Feminismo: as mulheres são iguais aos homens, mas não são iguais aos homens, portanto devem ser tornadas iguais aos homens recebendo privilégios especiais que os homens não têm, para que, no fim, homens e mulheres sejam menos iguais, mas as feministas fiquem mais felizes com o esquema todo, embora não exista felicidade feminista, e a lista de reclamações vai se estender para todo o sempre."

Comentarista 3: As mulheres precisam parar de reclamar!

"Vivo na realidade. Toda a ideia feminista é simplesmente absurda, e se mostra absurda pelo fato de que é isso que sobra para elas reclamarem.
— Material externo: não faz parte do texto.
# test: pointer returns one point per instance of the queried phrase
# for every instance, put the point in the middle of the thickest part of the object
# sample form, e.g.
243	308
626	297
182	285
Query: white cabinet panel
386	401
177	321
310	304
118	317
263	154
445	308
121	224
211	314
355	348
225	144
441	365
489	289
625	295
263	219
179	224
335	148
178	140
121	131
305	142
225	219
Buá — elas precisam trabalhar para ter fama… Como todo mundo."

Comentarista 4: "O feminismo destruiu tudo em que se meteu."

Comentarista 5: Por que vocês não fazem música de verdade, cara?

"Se elas tocassem instrumentos de verdade, seriam levadas mais a sério do que sampleando e fazendo scratching em cima do trabalho de outra pessoa."

Quando procurei a Decaiza Hutchinson no Facebook para perguntar o que ela achava desses comentários, a resposta dela foi previsivelmente heroica: "Literalmente, não tem um bom argumento ali que nos faria pensar: 'Cara, você está certo'. Então eles que se fodam".

"Só reforça o que já sabemos: a misoginia é muito real", ela explicou. "Homens negando que mulheres têm razão é um ato de misoginia. Eles odeiam mulheres falando, [e isto] acontece sempre que uma mulher faz qualquer coisa. [As mulheres são] constantemente policiadas. Sou muito grata por ter uma carapaça bem grossa, especialmente quando se trata de interagir com homens, então comentários misóginos praticamente não me afetam. Mas eu não deixo de vê-los."

Publicidade

Como sempre, a Black Madonna acabou com a discussão com este tuíte sobre a história toda:

@blackmadonnachi @DISCWOMANNYC @MichelleLhooq @nprmusic @matoswk75 "É como um ouroboros, só que é um pau se comendo, não uma cobra."